Chegou-se a alardear, ainda que à boca pequena, que o uso do cigarro eletrônico, não se enquadrava na proibição legal, pois as baforadas não carregam fumaça e sim vapor e não há queima do tabaco e alcatrão. Interpretação tão canhestra como o vício do tabagismo. A determinação legal diz em seu artigo 3º: “É proibido o uso de cigarros, cigarrilhas, charutos, cachimbos, narguilé ou outro produto fumígeno, derivado ou não do tabaco, em recinto coletivo fechado” Ao lançar mão da conjunção alternativa “ou”, por duas vezes, o legislador pretendeu, de forma inequívoca, alcançar todas as situações que carregam semelhança com aquela lançada como regra. É uma perfeita adequação de compatibilidade, sem fugir do escopo principal da lei. Ou, como o sempre arguto Maximiliano observou, “a norma enfeixa um conjunto de providências, protetoras, julgadas necessárias para satisfazer a certas exigências econômicas e sociais; será interpretada de modo que melhor corresponda àquela finalidade e assegure plenamente a tutela de interesse para a qual foi regida”.[1]
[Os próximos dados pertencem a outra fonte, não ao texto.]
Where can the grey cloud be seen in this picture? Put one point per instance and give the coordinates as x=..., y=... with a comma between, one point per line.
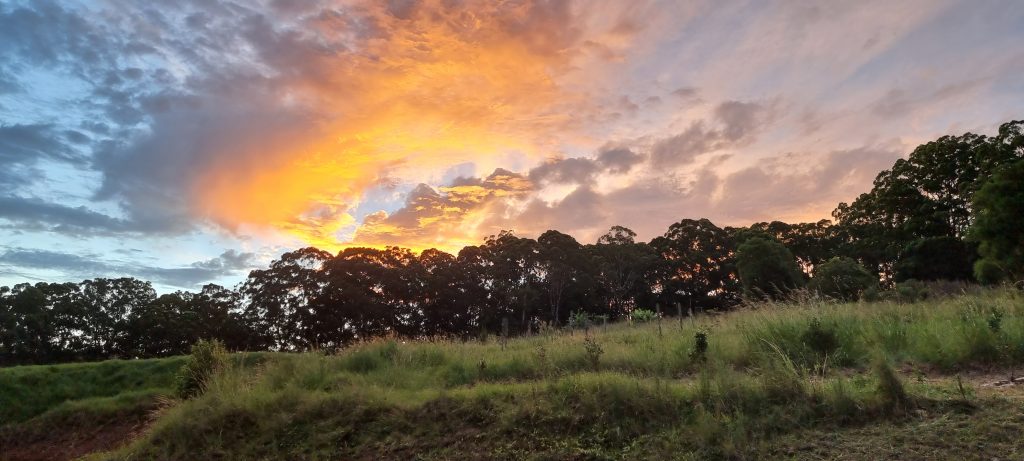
x=740, y=120
x=684, y=148
x=738, y=123
x=39, y=214
x=619, y=159
x=572, y=170
x=91, y=265
x=28, y=143
x=899, y=101
x=685, y=92
x=776, y=185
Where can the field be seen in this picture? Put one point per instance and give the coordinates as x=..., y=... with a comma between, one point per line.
x=809, y=380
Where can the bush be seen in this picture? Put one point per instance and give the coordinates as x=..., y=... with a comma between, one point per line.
x=699, y=352
x=820, y=338
x=594, y=351
x=767, y=268
x=643, y=316
x=206, y=359
x=842, y=278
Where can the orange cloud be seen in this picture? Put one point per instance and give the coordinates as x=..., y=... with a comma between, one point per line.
x=388, y=92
A lei tem por finalidade balizar as condutas das pessoas que vivem em comunidade para que seja possível atingir uma convivência harmônica. Para tanto, não só traça as normas do permissivo, como também traz as sanções para os transgressores. A lei, em suma, é aquilo que o poder encarregado ordena vez que há uma transferência da autorização popular pelo voto, como ordena o texto constitucional ao anunciar que todo poder emana do povo, que o exerce por meio de representantes eleitos.
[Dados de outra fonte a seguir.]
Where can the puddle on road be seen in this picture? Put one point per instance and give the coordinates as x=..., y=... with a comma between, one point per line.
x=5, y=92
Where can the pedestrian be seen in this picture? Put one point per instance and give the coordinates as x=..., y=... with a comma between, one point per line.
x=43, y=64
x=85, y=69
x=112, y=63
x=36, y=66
Há leis que caem na graça popular e transitam sem qualquer incidente com relação a sua execução, embora carreguem acentuada dose de restrição ao comportamento coletivo. Trata-se de uma ferramenta eficiente e garantidora dos direitos e das liberdades dos cidadãos. A lei antifumo “pegou” nos Estados de São Paulo e Rio de Janeiro, que possuem regulamentação desde 2009 e, ao que tudo indica, a legislação federal não encontrará qualquer obstáculo para ser cumprida por parte da coletividade, por ser conveniente, oportuna e necessária. A lei tem um papel regulador no fenômeno social justamente para buscar uma concepção de sociedade justa, além de sua força coercitiva, onde todos são iguais perante ela e sua eficácia atinge erga omnes, compreendendo aqui o direito de uma pessoa exigir a obediência de outras.
A lei só se encontra em sintonia com o consenso popular quando privilegia o bem-estar social ou quando apresenta propostas que possam atender as necessidades básicas e fundamentais previstas na Constituição Federal, além de abrir caminho para a atuação da justiça distributiva, com atendimento de todas as pretensões de uma sociedade. Não se pode olvidar que a fonte originária da construção de um regramento é o anseio do povo, representado por manifestações reiteradas, já testadas suficientemente e que necessita somente da homologação do Estado.
Eudes Quintino de Oliveira Júnior, promotor de justiça aposentado/SP, mestre em direito público, pós-doutorado em ciências da saúde, membro Relator ad hoc da CONEP/CNS/MS, reitor da Unorp;
Pedro Bellentani Quintino de Oliveira, bacharel em Direito pela Universidade Mackenzie, advogado, mestrando em Direito pela Unesp/Franca.
[1] Maximiliano, Carlos. Hermenêutica e aplicação do direito. Rio de Janeiro: Forense, 2006, p. 125.